Bislang haben wir uns eher kritisch zum Audi Q3 geäussert – aber diese Einstellung muss jeder Interessent noch einmal überdenken, sobald er den Q3 auch wirklich fährt. Selbst die schwächste Form des Wagens, mit vergleichsweise zaghaften 140 PS, entwickelt eine beachtliche Leistung und macht beim Fahren einfach Spass, was auch an der explosionsartigen Kraftentfaltung liegt. Die Fahrgeräusche sind beinahe unhörbar gedämpft, die Lenkung reagiert präzise und äusserst flott. Auch der nicht vorhandene Allradantrieb spielt im Stadtverkehr keine Rolle, ausserdem werden dadurch sowohl das Gewicht als auch der Verbrauch gesenkt.

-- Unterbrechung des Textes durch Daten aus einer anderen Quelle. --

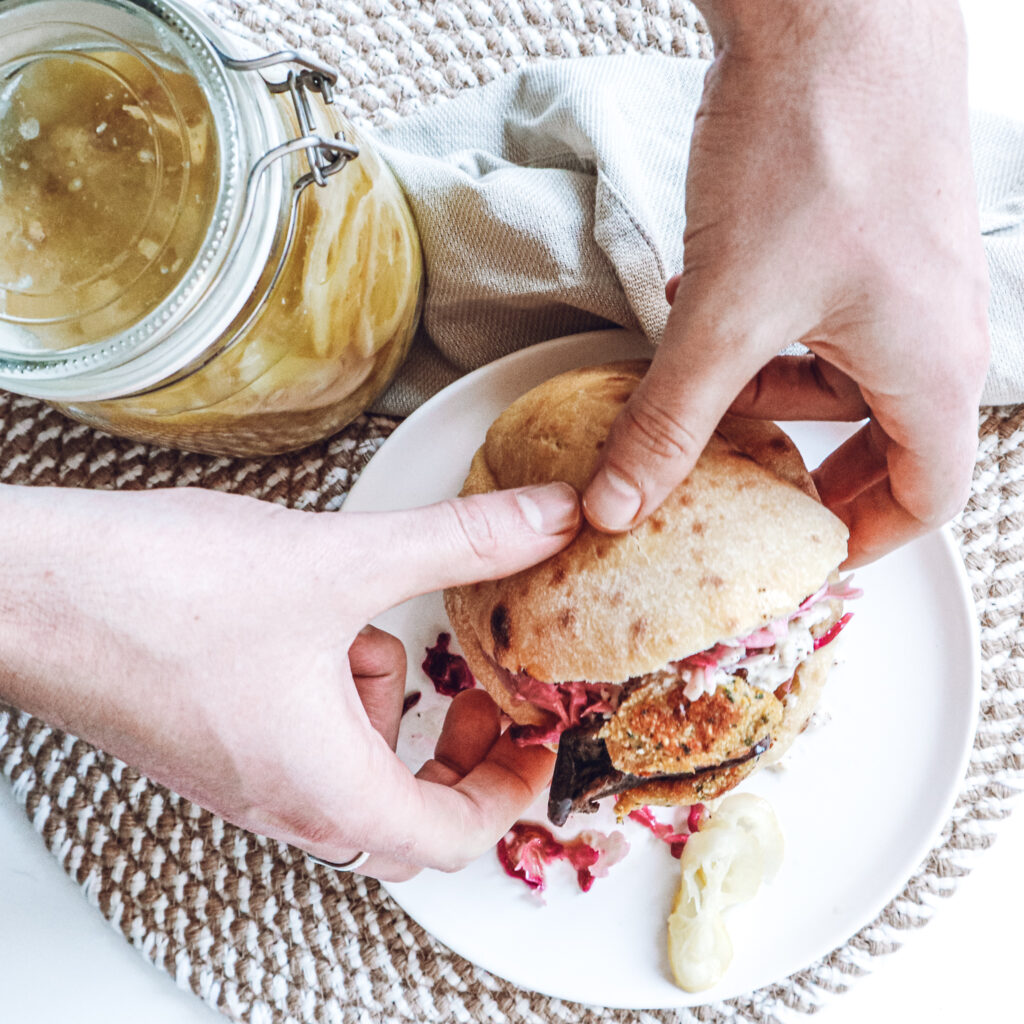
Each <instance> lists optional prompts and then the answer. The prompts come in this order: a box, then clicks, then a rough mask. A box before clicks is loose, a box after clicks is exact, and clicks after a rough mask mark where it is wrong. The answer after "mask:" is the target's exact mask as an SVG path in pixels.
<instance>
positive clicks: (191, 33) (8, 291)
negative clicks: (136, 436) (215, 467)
mask: <svg viewBox="0 0 1024 1024" xmlns="http://www.w3.org/2000/svg"><path fill="white" fill-rule="evenodd" d="M262 91H263V92H264V93H265V90H262ZM266 102H267V100H266V97H265V96H261V95H260V93H259V92H258V91H257V90H247V89H245V88H242V87H241V86H240V84H239V81H238V76H237V75H234V74H233V73H232V72H231V71H230V70H229V69H228V68H227V67H226V66H225V63H224V59H223V54H222V53H221V51H220V50H219V49H218V48H217V47H216V46H215V45H214V43H213V42H212V41H211V39H210V38H209V35H208V33H207V31H206V26H205V23H203V22H201V20H200V19H199V17H198V15H196V14H195V12H193V11H189V10H188V9H187V8H186V7H184V6H183V5H182V4H180V3H178V2H174V0H171V2H165V0H13V2H10V3H5V4H4V5H3V6H2V8H0V378H2V379H3V381H4V382H7V381H10V380H15V381H17V387H16V389H17V390H19V391H22V392H23V393H27V394H32V393H40V388H36V387H35V386H34V382H37V381H38V382H46V383H45V385H43V386H42V387H41V390H42V392H43V393H44V396H46V397H60V394H59V392H60V384H61V382H65V381H67V380H68V379H70V378H75V377H76V376H79V377H80V376H82V375H94V374H95V373H97V372H99V371H110V370H111V368H115V369H116V368H118V367H121V366H124V365H126V364H127V362H132V361H134V367H133V368H132V370H131V372H128V373H126V374H124V375H122V376H123V377H124V379H123V380H122V381H121V382H120V385H115V386H119V387H120V389H121V390H124V388H125V387H131V386H133V385H141V384H146V383H151V382H153V381H154V380H158V379H160V375H161V374H162V373H166V372H167V366H166V365H165V364H166V361H167V360H166V359H165V358H157V357H154V358H151V359H148V360H143V361H145V364H146V366H147V370H146V371H145V372H144V373H143V374H142V375H141V376H140V375H139V361H138V356H140V355H143V354H145V353H147V352H152V351H153V350H154V349H155V347H156V346H157V345H158V343H159V342H160V341H161V340H162V339H164V338H165V337H166V336H167V335H168V333H169V332H172V331H174V330H175V329H177V328H178V327H179V324H180V321H181V318H182V316H184V315H186V314H187V313H188V310H189V308H190V307H191V306H194V304H195V298H196V296H197V295H198V294H203V293H206V292H209V291H210V290H211V288H213V287H214V286H215V285H217V284H218V283H220V284H221V285H222V284H223V282H222V279H223V278H224V276H225V274H226V275H227V276H229V278H230V279H231V280H230V282H229V285H230V287H229V288H227V289H226V292H225V294H226V293H229V294H232V295H237V296H239V297H240V300H241V298H243V297H244V296H245V294H246V290H247V288H249V289H251V288H252V287H253V284H254V283H255V280H256V278H257V275H258V273H259V270H260V268H261V266H262V264H263V261H264V260H265V258H266V254H267V253H268V252H269V250H270V247H271V245H272V243H273V238H274V231H275V229H276V222H278V219H279V218H278V216H276V215H275V214H276V209H275V207H278V206H280V205H281V203H280V202H279V203H276V204H275V203H273V202H272V200H270V201H269V202H268V206H269V211H268V215H267V216H264V217H261V218H257V221H258V222H257V223H256V224H253V223H249V222H247V221H251V220H252V218H251V217H249V214H250V213H251V212H252V211H251V207H252V205H253V204H252V197H251V196H249V197H247V175H248V173H249V170H250V167H251V165H252V164H253V162H254V159H255V158H254V156H253V154H254V153H263V152H265V151H266V150H268V148H270V147H272V145H273V144H276V143H278V142H280V138H279V137H278V135H276V134H275V132H274V129H273V123H272V118H271V117H267V112H266ZM275 174H276V176H278V180H268V179H272V178H273V177H274V175H275ZM259 183H260V184H261V185H262V186H264V187H266V188H267V189H270V190H269V191H268V193H267V196H273V195H275V194H280V193H282V191H285V193H287V189H284V188H282V187H281V183H282V182H281V170H280V169H274V168H270V169H269V170H268V173H267V174H265V175H263V176H262V177H261V180H260V182H259ZM274 187H276V193H274V191H273V189H274ZM247 198H248V199H249V204H248V206H249V208H250V209H247ZM266 205H267V204H264V206H266ZM242 236H245V245H246V252H247V256H248V257H249V258H248V259H247V260H246V261H238V260H234V261H229V264H225V260H224V258H223V256H224V251H225V249H227V248H230V247H237V246H238V245H239V242H240V238H241V237H242ZM225 266H226V268H225ZM229 305H230V303H227V304H226V306H229ZM226 306H225V304H224V303H221V306H220V308H219V309H217V310H213V311H212V312H208V313H207V314H206V319H207V321H208V323H207V324H206V330H205V331H204V332H201V333H202V334H204V335H206V336H207V337H208V336H209V334H210V332H211V331H213V332H215V331H216V329H217V323H216V321H217V317H218V316H219V317H220V319H221V321H223V322H225V323H226V322H227V321H229V317H230V315H231V314H232V312H233V310H232V309H230V308H227V307H226ZM211 317H212V319H211ZM214 336H215V335H214ZM197 337H198V335H197ZM194 355H195V353H194ZM182 357H187V353H185V354H184V355H182V354H181V353H179V354H178V355H176V356H175V359H176V360H178V361H180V358H182ZM109 376H110V374H109V373H108V377H109ZM104 386H105V387H106V388H108V389H110V388H111V386H112V383H111V381H110V380H106V382H105V384H104ZM54 388H56V391H57V393H56V394H54V393H53V392H54ZM74 390H75V393H76V394H78V395H81V394H82V388H81V386H76V387H75V388H74Z"/></svg>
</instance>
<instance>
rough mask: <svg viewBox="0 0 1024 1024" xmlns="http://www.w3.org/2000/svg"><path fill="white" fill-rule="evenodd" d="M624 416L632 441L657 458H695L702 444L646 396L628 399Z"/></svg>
mask: <svg viewBox="0 0 1024 1024" xmlns="http://www.w3.org/2000/svg"><path fill="white" fill-rule="evenodd" d="M624 416H625V418H626V429H627V430H628V431H629V433H630V435H631V436H632V437H633V439H634V440H635V441H636V443H638V444H640V445H641V446H642V447H643V449H644V450H645V451H646V452H647V453H648V454H649V455H652V456H654V457H655V458H657V459H659V460H665V461H668V462H675V461H677V460H687V459H692V460H695V459H696V457H697V456H698V455H699V454H700V451H701V449H702V447H703V445H702V444H701V443H700V442H699V441H698V440H697V437H696V435H695V434H694V433H693V431H692V430H690V428H689V427H688V426H687V425H686V424H685V423H683V421H682V420H680V419H679V418H678V417H677V416H675V415H673V413H671V412H670V411H669V410H667V409H664V408H663V407H660V406H658V404H657V403H655V402H653V401H651V400H650V398H644V399H641V400H638V401H632V402H629V403H628V404H627V407H626V409H625V411H624Z"/></svg>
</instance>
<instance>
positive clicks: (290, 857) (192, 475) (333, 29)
mask: <svg viewBox="0 0 1024 1024" xmlns="http://www.w3.org/2000/svg"><path fill="white" fill-rule="evenodd" d="M207 10H208V12H210V13H211V15H212V16H214V17H215V19H217V20H219V22H221V23H222V24H224V25H225V26H227V27H229V28H233V29H234V30H237V31H239V32H240V34H242V35H248V36H249V37H250V38H253V39H259V41H260V43H261V45H263V46H264V47H268V48H276V47H281V46H303V47H306V48H309V49H312V50H315V51H317V52H318V53H319V54H321V55H322V56H323V57H325V58H326V59H328V60H330V61H331V62H332V63H334V65H335V66H337V67H339V68H340V69H341V70H342V75H343V79H344V80H345V82H346V83H347V88H346V89H345V90H344V95H343V97H342V99H341V102H342V103H343V104H344V105H345V113H346V114H347V115H348V116H349V117H350V118H352V119H353V120H355V121H356V122H362V123H368V122H373V123H382V122H385V121H387V120H388V119H389V118H392V117H395V116H398V115H401V114H404V113H410V112H412V111H413V110H416V109H418V108H419V106H420V105H422V104H423V103H427V102H433V101H435V100H441V99H443V98H445V97H447V96H451V95H453V94H455V93H456V92H457V91H458V90H459V89H462V88H466V87H473V86H475V85H477V84H481V83H483V82H486V81H488V80H490V79H492V78H494V77H495V76H496V75H498V74H501V73H502V72H505V71H509V70H512V69H514V68H517V67H521V66H522V65H523V63H526V62H529V61H531V60H536V59H540V58H548V57H574V56H579V55H586V54H589V53H609V52H628V51H643V50H653V51H658V52H662V53H668V54H677V55H686V56H695V55H696V56H708V55H709V54H710V50H711V46H710V40H709V38H708V36H707V33H706V32H703V31H702V29H701V26H700V24H699V22H698V19H697V17H696V14H695V12H694V11H693V9H692V8H690V7H688V6H687V5H685V4H683V3H681V2H679V0H637V2H628V0H622V2H618V0H616V2H607V3H593V2H562V0H555V2H546V0H528V2H518V0H515V2H498V3H489V4H488V3H484V2H475V0H452V2H443V3H427V2H424V3H414V2H403V0H395V2H393V3H390V2H386V0H360V2H346V0H323V2H319V3H315V2H313V0H295V2H276V0H274V2H270V3H265V4H257V5H251V4H243V3H230V2H227V0H223V2H217V3H214V4H210V5H208V6H207ZM393 426H394V421H392V420H388V419H385V418H381V417H364V418H361V419H359V420H358V421H357V422H356V423H354V424H352V425H351V426H350V427H349V428H348V429H346V430H345V431H343V432H342V433H341V434H339V435H338V436H337V437H335V438H332V439H331V440H329V441H326V442H324V443H322V444H318V445H314V446H313V447H311V449H307V450H305V451H304V452H301V453H298V454H294V455H289V456H283V457H279V458H275V459H269V460H264V461H248V460H229V459H222V458H214V457H205V456H199V455H189V454H181V453H176V452H171V451H167V450H164V449H158V447H152V446H146V445H141V444H137V443H134V442H130V441H124V440H119V439H117V438H113V437H110V436H108V435H105V434H102V433H99V432H97V431H93V430H91V429H89V428H86V427H83V426H79V425H76V424H72V423H70V422H69V421H68V420H66V419H65V418H62V417H61V416H60V415H59V414H57V413H55V412H53V411H51V410H49V409H47V408H46V407H45V406H43V404H41V403H40V402H37V401H35V400H32V399H27V398H18V397H14V396H11V395H6V394H3V393H0V482H4V483H17V484H29V485H55V486H78V487H105V488H117V489H138V488H145V487H156V486H204V487H210V488H215V489H220V490H226V492H233V493H240V494H246V495H249V496H252V497H256V498H261V499H264V500H266V501H272V502H278V503H281V504H285V505H289V506H292V507H295V508H303V509H309V510H315V511H331V510H334V509H337V508H339V507H340V505H341V504H342V502H343V500H344V496H345V494H346V493H347V490H348V489H349V487H350V486H351V484H352V482H353V481H354V479H355V477H356V476H357V475H358V473H359V471H360V469H361V468H362V467H364V466H365V465H366V462H367V461H368V460H369V458H370V457H371V456H372V455H373V453H374V452H375V451H376V450H377V449H378V447H379V445H380V444H381V443H382V441H383V440H384V438H385V437H386V436H387V434H388V433H389V432H390V431H391V429H392V428H393ZM955 531H956V537H957V540H958V542H959V546H961V551H962V554H963V556H964V559H965V563H966V565H967V568H968V572H969V575H970V579H971V583H972V587H973V592H974V598H975V601H976V604H977V609H978V615H979V620H980V623H981V639H982V663H983V693H982V702H981V713H980V717H979V722H978V730H977V735H976V740H975V744H974V750H973V754H972V758H971V763H970V769H969V772H968V776H967V778H966V779H965V781H964V784H963V787H962V791H961V794H959V797H958V799H957V801H956V804H955V808H954V810H953V813H952V816H951V818H950V820H949V822H948V823H947V824H946V826H945V828H944V829H943V831H942V835H941V837H940V839H939V841H938V843H937V845H936V847H935V849H934V850H933V851H932V853H931V854H930V855H929V857H928V858H927V859H926V861H925V862H924V863H923V864H922V865H921V867H920V869H919V870H918V872H916V873H915V874H914V876H913V878H911V879H910V880H909V881H908V882H907V885H906V887H905V889H904V890H903V892H902V893H901V894H900V896H899V897H898V898H897V899H896V900H894V901H893V902H892V903H891V904H890V905H889V906H888V907H886V909H885V910H884V911H883V912H882V913H881V914H880V916H879V918H878V920H877V921H874V922H873V923H872V924H871V925H870V926H868V927H866V928H864V929H863V930H862V931H861V932H859V933H858V934H857V935H855V936H853V937H852V938H851V939H850V940H849V942H847V944H846V945H844V946H843V947H842V948H840V949H837V950H835V951H834V952H833V953H831V954H830V955H828V956H826V957H824V958H823V959H821V961H820V962H818V963H816V964H813V965H810V966H808V967H807V968H806V969H805V970H803V971H801V972H800V973H799V974H797V975H794V976H793V977H791V978H788V979H785V980H783V981H780V982H779V983H777V984H775V985H772V986H770V987H768V988H765V989H762V990H760V991H757V992H754V993H751V994H750V995H748V996H745V997H742V998H738V999H733V1000H730V1001H729V1002H723V1004H715V1005H711V1006H706V1007H700V1008H696V1009H692V1010H678V1011H653V1012H632V1011H631V1012H627V1011H606V1010H601V1009H599V1008H592V1007H584V1006H580V1005H574V1004H568V1002H564V1001H561V1000H558V999H550V998H547V997H545V996H542V995H538V994H536V993H531V992H528V991H524V990H522V989H519V988H516V987H515V986H513V985H510V984H508V983H506V982H504V981H502V980H501V979H499V978H497V977H495V976H494V975H490V974H488V973H486V972H484V971H482V970H479V969H477V968H475V967H474V966H473V965H471V964H469V963H467V962H466V961H464V959H462V958H460V957H458V956H456V955H454V954H453V953H451V952H450V951H449V950H446V949H445V948H444V947H443V946H442V945H440V944H439V943H437V942H435V941H434V940H433V939H432V938H431V937H430V936H429V935H427V934H426V933H425V932H424V931H423V930H422V929H420V928H419V927H418V926H417V925H416V924H415V923H413V922H412V921H411V920H410V919H408V918H407V916H406V915H404V913H403V912H402V911H401V910H400V909H399V908H398V907H397V906H396V905H395V904H394V903H392V902H391V901H390V899H389V898H388V896H387V895H386V893H385V892H384V891H383V890H382V889H381V888H380V887H379V886H378V885H377V884H376V883H374V882H372V881H367V880H365V879H361V878H344V877H339V876H336V874H334V873H332V872H330V871H328V870H325V869H323V868H316V867H312V866H311V865H310V864H309V862H308V861H307V860H306V859H305V858H304V857H303V856H301V855H300V854H298V853H297V852H296V851H294V850H292V849H290V848H288V847H285V846H282V845H281V844H276V843H272V842H268V841H265V840H263V839H261V838H258V837H255V836H252V835H249V834H246V833H244V831H241V830H240V829H237V828H234V827H232V826H230V825H227V824H225V823H224V822H223V821H221V820H220V819H218V818H216V817H215V816H214V815H211V814H209V813H208V812H206V811H204V810H202V809H200V808H198V807H196V806H195V805H193V804H189V803H188V802H187V801H184V800H182V799H181V798H179V797H177V796H176V795H174V794H172V793H169V792H167V791H166V790H163V788H162V787H160V786H157V785H155V784H153V783H152V782H151V781H148V780H147V779H146V778H144V777H143V776H140V775H139V774H138V773H137V772H135V771H133V770H132V769H131V768H129V767H127V766H125V765H124V764H122V763H121V762H119V761H117V760H116V759H114V758H111V757H109V756H108V755H105V754H103V753H102V752H99V751H97V750H95V749H93V748H91V746H89V745H88V744H86V743H84V742H82V741H81V740H79V739H77V738H75V737H73V736H70V735H66V734H63V733H60V732H58V731H56V730H54V729H51V728H49V727H47V726H46V725H45V724H44V723H42V722H40V721H38V720H37V719H34V718H31V717H29V716H27V715H23V714H19V713H18V712H16V711H14V710H10V709H3V708H2V706H0V771H2V772H3V775H4V777H5V778H6V779H7V780H8V781H9V783H10V785H11V787H12V792H13V794H14V796H15V797H16V799H17V801H18V802H19V803H20V804H22V805H23V806H24V808H25V811H26V813H27V815H28V816H29V818H30V820H31V821H32V822H33V824H34V825H35V827H36V829H37V830H38V833H39V835H40V836H41V838H42V841H43V842H44V844H45V846H46V848H47V849H48V850H49V851H50V852H51V853H52V854H53V856H54V857H56V858H57V859H58V860H59V861H60V863H61V864H62V866H63V867H65V869H66V870H67V872H68V873H69V874H70V876H71V877H72V878H73V879H74V880H75V881H76V882H77V883H78V884H79V885H80V886H81V888H82V892H83V895H84V896H85V898H87V899H88V900H89V901H90V902H91V903H92V904H93V905H95V906H96V908H97V909H98V911H99V912H100V913H102V914H103V916H104V918H105V919H106V920H108V921H109V922H110V923H111V925H112V926H113V927H115V928H116V929H118V930H119V931H120V932H121V933H122V934H123V935H124V936H125V938H126V939H127V940H128V941H129V942H130V943H131V944H132V945H133V946H134V947H135V948H136V949H138V950H139V952H141V953H142V955H143V956H145V957H146V959H148V961H150V962H151V963H152V964H153V965H154V966H156V967H157V968H159V969H161V970H163V971H165V972H167V973H168V974H169V975H171V976H172V977H173V978H174V979H175V980H176V981H177V983H178V984H179V985H180V986H182V987H183V988H186V989H190V990H191V991H194V992H196V993H197V994H198V995H200V996H201V997H203V998H204V999H206V1000H208V1001H209V1002H210V1004H211V1005H212V1006H214V1007H216V1008H217V1009H218V1010H220V1011H221V1012H222V1013H223V1014H224V1015H225V1016H227V1017H228V1018H230V1019H233V1020H237V1021H245V1022H247V1024H355V1022H375V1024H378V1022H394V1024H397V1022H407V1021H409V1022H411V1021H424V1022H426V1021H436V1022H449V1021H472V1022H477V1021H495V1022H505V1021H512V1022H523V1024H547V1022H550V1021H566V1022H568V1021H572V1022H580V1024H590V1022H594V1024H596V1022H597V1021H621V1022H626V1021H630V1022H655V1021H656V1022H666V1024H668V1022H687V1021H705V1022H716V1024H726V1022H729V1024H731V1022H737V1021H757V1022H765V1024H767V1022H772V1021H780V1022H784V1021H793V1020H797V1019H799V1018H800V1017H801V1016H802V1014H804V1013H809V1012H813V1011H814V1010H815V1009H816V1008H818V1007H820V1006H821V1005H822V1004H823V1002H824V1001H825V1000H826V999H828V998H829V997H831V996H833V995H834V994H835V993H838V992H841V991H843V990H844V989H845V988H846V987H848V985H849V984H850V982H851V980H852V979H853V978H855V977H857V976H858V975H860V974H863V973H864V972H866V971H868V970H869V969H870V965H871V961H872V958H873V957H876V956H878V955H881V954H885V953H888V952H891V951H893V950H894V949H896V948H898V946H899V944H900V941H901V935H902V934H903V933H904V932H905V931H906V930H907V929H911V928H915V927H918V926H920V925H922V924H923V923H925V922H926V921H927V920H928V919H929V918H930V915H931V913H932V910H933V907H934V906H935V904H936V902H937V900H938V899H939V898H940V897H943V896H946V895H948V894H949V893H951V892H952V891H953V890H954V888H955V885H956V880H957V878H959V877H962V876H963V874H964V873H966V872H967V871H968V870H969V869H970V867H971V864H972V862H973V859H974V857H976V856H977V854H978V853H979V851H981V850H983V849H984V848H985V847H986V846H988V845H989V843H990V842H991V840H992V836H993V831H994V822H996V821H997V820H998V819H999V818H1002V817H1005V816H1006V815H1007V814H1009V813H1010V808H1011V805H1012V802H1013V799H1014V797H1015V794H1016V793H1017V791H1018V790H1019V788H1020V787H1021V784H1022V781H1024V724H1022V723H1024V586H1022V583H1024V407H1021V408H1015V409H1001V410H994V409H992V410H983V411H982V415H981V417H980V449H979V458H978V463H977V468H976V472H975V481H974V490H973V495H972V498H971V502H970V505H969V507H968V509H967V510H966V512H965V513H964V514H963V515H962V516H961V518H959V520H958V522H957V524H956V526H955Z"/></svg>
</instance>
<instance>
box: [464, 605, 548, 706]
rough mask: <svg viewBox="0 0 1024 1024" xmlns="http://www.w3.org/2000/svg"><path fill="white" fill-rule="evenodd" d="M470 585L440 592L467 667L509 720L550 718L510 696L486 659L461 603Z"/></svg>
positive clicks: (503, 680)
mask: <svg viewBox="0 0 1024 1024" xmlns="http://www.w3.org/2000/svg"><path fill="white" fill-rule="evenodd" d="M471 589H472V588H469V587H458V588H453V589H451V590H446V591H445V592H444V610H445V611H446V612H447V616H449V622H450V623H451V624H452V630H453V632H454V633H455V635H456V636H457V637H458V638H459V644H460V646H461V647H462V652H463V656H464V657H465V658H466V664H467V665H468V666H469V671H470V672H472V673H473V677H474V678H475V679H476V681H477V682H478V683H479V684H480V686H482V687H483V688H484V689H485V690H486V691H487V693H488V694H490V698H492V699H493V700H494V701H495V703H496V705H498V707H499V708H501V710H502V711H503V712H505V714H506V715H508V717H509V718H511V719H512V721H513V722H516V723H518V724H520V725H542V724H545V723H548V722H550V721H552V720H553V716H551V715H549V714H548V713H547V712H543V711H541V710H540V709H539V708H536V707H534V705H531V703H528V702H526V701H523V700H513V699H512V690H511V689H510V688H509V686H508V685H507V684H506V683H505V680H504V679H502V677H501V675H500V674H499V673H498V672H496V671H495V667H494V665H493V664H492V663H490V662H489V659H488V658H487V656H486V654H484V652H483V648H482V647H480V644H479V642H478V641H477V639H476V632H475V631H474V630H473V629H472V627H471V626H470V624H469V621H468V618H467V616H466V612H465V610H464V607H463V595H464V594H465V593H467V592H469V591H471Z"/></svg>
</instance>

Wer mag, darf auch diverse Einstellungen bezüglich des Fahrwerks vornehmen, wie man es von zahlreichen anderen Autos her kennt. Der Audi Q3 fährt sich bereits in der Standardeinstellung namens Comfort überaus angenehm, die Dynamic-Einstellung hingegen wirkt für einen Wagen dieser Klasse zu aggressiv. Bleibt noch der Eco-Modus, welcher besonders spritsparend agieren soll. Audi selbst gibt dabei einen Verbrauch von 5,2 Litern auf 100 Kilometern an, in der Praxis lässt sich dieser Wert natürlich nicht halten: Auf Testfahrten sind 6,5 Liter sehr viel realistischer – auch bei einer vorausschauenden, benzinsparenden Fahrweise.

Licht und Schatten

Trotz allem ist der Audi Q3 noch immer ein ordentliches Auto geworden. Negativ fallen vor allem die hohen Kosten für die Personalisierung auf: 35 Franken für einen Aschenbecher? 110 Franken für einen Ladekantenschutz am Kofferraum? Wir meinen, dass einige Extras auch einfach im Preis inbegriffen sein sollten.

Als Wagen für die Familie eignet sich der Q3 übrigens nur bedingt, was am sperrigen Innenleben und auch am zu kleinen Kofferraum liegt: 460 Liter Volumen klingen zunächst ganz ordentlich, allerdings ist dieser Platz unterteilt in viele kleine Segmente, so dass wirklich grosse Objekte nur schwer im Q3 verstaut werden können. Auch die Ladekante mit einer gewaltigen Höhe von 80 Zentimetern verkompliziert das Einladen schwerer Objekte unnötig – eine Baustelle für die nächste Ausgabe des Audi Q3.